Safety metrics are mixed relative to peers. The neighborhood’s overall crime rank sits in the lower half of the Tampa metro (rank 288 of 710 neighborhoods), suggesting higher reported incidents than the metro median, while property‑crime levels trend around the national middle and recent data indicate a modest year‑over‑year decline. Violent‑crime measures track below the national median and have shown some recent volatility. Investors typically address this profile through lighting, access control, and resident screening to support retention without overreliance on concessions.

Proximity to Major Employers

Proximity to major employers strengthens the workforce renter pool and supports lease stability, with nearby roles spanning electronics, healthcare distribution, financial services, managed care, and IT distribution.

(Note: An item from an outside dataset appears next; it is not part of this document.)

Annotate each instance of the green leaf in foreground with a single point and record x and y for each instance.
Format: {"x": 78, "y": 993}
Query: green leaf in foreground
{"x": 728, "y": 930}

  • Jabil Circuit — electronics manufacturing (8.5 miles) — HQ
  • Cardinal Health — healthcare distribution (9.2 miles)
  • Raymond James Financial — financial services (9.7 miles) — HQ
  • Wellcare Health Plans — managed care (11.4 miles) — HQ
  • Tech Data — IT distribution (12.6 miles) — HQ
Why invest?

This 28‑unit asset with smaller average unit sizes positions well for value‑oriented renters and single occupants, aligning with the neighborhood’s high renter‑occupied share. According to CRE market data from WDSuite, neighborhood occupancy trends in the low‑90s and home values are elevated relative to national norms—conditions that typically sustain renter reliance on multifamily housing and support steady leasing.

Built in 1984, the property is older than the neighborhood’s generally newer housing stock, pointing to clear value‑add pathways through interior refreshes and targeted systems work to sharpen competitive standing. Within a 3‑mile radius, population and household growth, rising incomes, and a shift toward smaller households expand the potential renter pool, while proximity to diversified employers underpins demand from commuting tenants.

  • High renter concentration and above‑median neighborhood occupancy support demand depth and leasing stability.
  • 1984 vintage offers value‑add upside versus newer nearby stock through targeted renovations.
  • 3‑mile radius shows population, household, and income growth, expanding the tenant base over the medium term.
  • Access to major employers supports workforce demand and retention without premium rent positioning.
  • Risks: limited immediate amenities and a mixed safety profile may require enhanced on‑site management and measured rent growth assumptions.